Conduire le changement pour réussir

Impulser une véritable dynamique dans l’organisation et développer une culture digitale chez les collaborateurs ne sont pas des projets simples à mener. Ce sont pourtant des éléments incontournables de la transformation numérique. Sans la mobilisation de l’interne, il est impossible de réussir une telle stratégie.

Même son de cloche du côté de Macom’in (Association Marocaine de la Communication Interne), qui organise une conférence sur cette thématique en mai 2017. Ali Alaoui Mdaghri, son Président, explique en effet que « comme pour tout projet de conduite du changement, la communication avec les employés est nécessaire avant, pendant et après la réalisation de la transformation.

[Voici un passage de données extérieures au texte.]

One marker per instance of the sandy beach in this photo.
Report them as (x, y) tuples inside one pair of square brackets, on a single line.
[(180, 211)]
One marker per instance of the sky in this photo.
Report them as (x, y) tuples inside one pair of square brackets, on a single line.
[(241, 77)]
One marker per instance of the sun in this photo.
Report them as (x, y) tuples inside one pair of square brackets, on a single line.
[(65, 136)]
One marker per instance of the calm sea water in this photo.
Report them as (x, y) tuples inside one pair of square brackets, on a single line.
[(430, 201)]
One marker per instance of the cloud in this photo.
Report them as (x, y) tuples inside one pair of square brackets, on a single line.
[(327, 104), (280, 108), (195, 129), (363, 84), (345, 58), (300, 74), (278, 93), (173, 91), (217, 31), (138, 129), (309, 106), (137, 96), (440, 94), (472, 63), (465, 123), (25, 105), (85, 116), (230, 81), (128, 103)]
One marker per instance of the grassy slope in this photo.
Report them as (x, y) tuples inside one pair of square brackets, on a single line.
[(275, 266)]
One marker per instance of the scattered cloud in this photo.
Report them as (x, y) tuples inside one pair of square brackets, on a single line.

De plus, la communication interne sera elle-même fondamentalement impactée dans ses pratiques, ses outils et ses modalités. Le défi est donc double, puisqu’il s’agit de promouvoir et d’expliquer un changement et de transformer sa propre façon de faire. Mais l’enjeu est de taille : susciter l’adhésion et la mobilisation du plus grand nombre pour réussir sa transformation digitale ! »

Repenser l’activité et rester vigilant

Au-delà de l’introduction de nouvelles technologies, l’enjeu pour les collaborateurs est également de repenser leurs façons de faire. La gestion des ressources humaines évolue et le rapport au travail n’est plus le même.
Les réseaux sociaux d’entreprises et les plateformes collaboratives permettent notamment de travailler à distance et de gagner en flexibilité.

Toutefois, les nouvelles pratiques issues de la transformation digitale doivent se développer dans un cadre de vigilance. La sécurité, l’éthique et la déontologie restent garantes d’une démarche respectueuses des clients comme des collaborateurs, et permettent de conserver toute leur confiance. Ces enjeux sont autant de risques pour l’entreprise et ils doivent être identifiés. Les débats autour de la gouvernance des données devront par exemple apporter des réponses pour les sécuriser et les utiliser à bon escient. De même, la sollicitation permanente des salariés, via les outils mobiles, doit être encadrée.

C’est dans ces conditions que la transformation numérique fera véritablement entrer les entreprises marocaines dans une nouvelle ère.